München – Der Bruch der Bundesregierung ist vorerst vertagt. In getrennten Sitzungen haben die Parteivorstände von CDU und CSU einen Stufenplan für Abweisungen an den Grenzen und ein europäisches Verhandlungsmandat für Kanzlerin Angela Merkel beschlossen. Der grundlegende Dissens dürfte aber Ende Juni erneut für schwere Spannungen sorgen. „Wir sind nicht überm Berg“, sagte CSU-Chef Horst Seehofer.
Merkel akzeptierte den Plan der CSU, sofort mit Zurückweisungen in sehr kleinem Umfang zu beginnen. Die Bundespolizei und Bayerns Polizei sollen Migranten abweisen, deren Asylantrag bereits abgelehnt wurde. Ab Juli wird das auf Flüchtlinge ausgeweitet, die in anderen EU-Ländern registriert wurden. Diesen Schritt will Merkel verhindern und durch bilaterale Verträge ersetzen. Die CSU lässt ihr dafür ein Zeitfenster von 13 Tagen. Sie stehe „unter Handlungsdruck“, räumte Merkel ein. Sie drohte aber, einseitige Schritte durch Seehofer mit der Richtlinienkompetenz als Kanzlerin zu unterbinden.

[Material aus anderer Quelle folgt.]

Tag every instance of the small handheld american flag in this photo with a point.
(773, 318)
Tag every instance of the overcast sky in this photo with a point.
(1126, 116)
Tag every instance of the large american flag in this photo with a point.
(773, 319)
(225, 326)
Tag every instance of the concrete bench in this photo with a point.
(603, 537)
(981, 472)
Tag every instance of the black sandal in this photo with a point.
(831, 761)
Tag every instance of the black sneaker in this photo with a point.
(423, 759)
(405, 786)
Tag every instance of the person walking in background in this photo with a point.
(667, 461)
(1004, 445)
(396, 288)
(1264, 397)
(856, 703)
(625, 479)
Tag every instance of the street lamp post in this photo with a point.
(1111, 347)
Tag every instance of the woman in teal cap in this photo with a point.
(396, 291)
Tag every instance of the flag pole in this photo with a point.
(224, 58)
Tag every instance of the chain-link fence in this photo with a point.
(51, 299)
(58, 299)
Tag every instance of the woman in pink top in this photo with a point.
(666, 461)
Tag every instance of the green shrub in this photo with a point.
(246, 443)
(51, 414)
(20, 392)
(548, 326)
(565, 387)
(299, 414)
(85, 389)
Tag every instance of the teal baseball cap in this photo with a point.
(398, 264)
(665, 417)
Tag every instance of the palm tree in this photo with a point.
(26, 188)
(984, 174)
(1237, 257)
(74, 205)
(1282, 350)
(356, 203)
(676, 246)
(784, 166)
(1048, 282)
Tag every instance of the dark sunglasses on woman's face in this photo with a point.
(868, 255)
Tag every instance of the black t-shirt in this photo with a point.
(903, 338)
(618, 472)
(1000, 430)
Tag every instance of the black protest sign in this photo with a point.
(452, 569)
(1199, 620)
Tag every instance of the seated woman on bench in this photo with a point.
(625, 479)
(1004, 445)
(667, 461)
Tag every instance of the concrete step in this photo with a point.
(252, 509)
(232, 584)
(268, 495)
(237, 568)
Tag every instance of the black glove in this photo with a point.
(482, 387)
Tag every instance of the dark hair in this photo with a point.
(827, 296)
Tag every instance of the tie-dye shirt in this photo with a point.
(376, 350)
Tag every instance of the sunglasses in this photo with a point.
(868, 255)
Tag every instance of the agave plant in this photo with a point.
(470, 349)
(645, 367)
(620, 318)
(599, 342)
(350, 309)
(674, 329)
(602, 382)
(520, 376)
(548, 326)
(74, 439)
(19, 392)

Das Verhältnis der Schwesterparteien bleibt schwer belastet. CSU-Vizegeneralsekretärin Daniela Ludwig warf Merkel vor, seit 2015 einen „nationalen Alleingang“ zu vollführen. Klagen der CDU, die CSU spalte Europa mit ihrem Vorgehen, seien „unverschämt“. Ministerpräsident Markus Söder rügte, es sei „in drei Jahren keine europäische Lösung erzielt worden“.
Die SPD verlangt eine Sitzung des Koalitionsausschusses – vor dem EU-Gipfel. Es wäre der erste Koalitionsgipfel in der knapp 100 Tage währenden Regierungszeit dieses Bündnisses. Die SPD fordert statt Abweisungen beschleunigte Asylverfahren in Deutschland.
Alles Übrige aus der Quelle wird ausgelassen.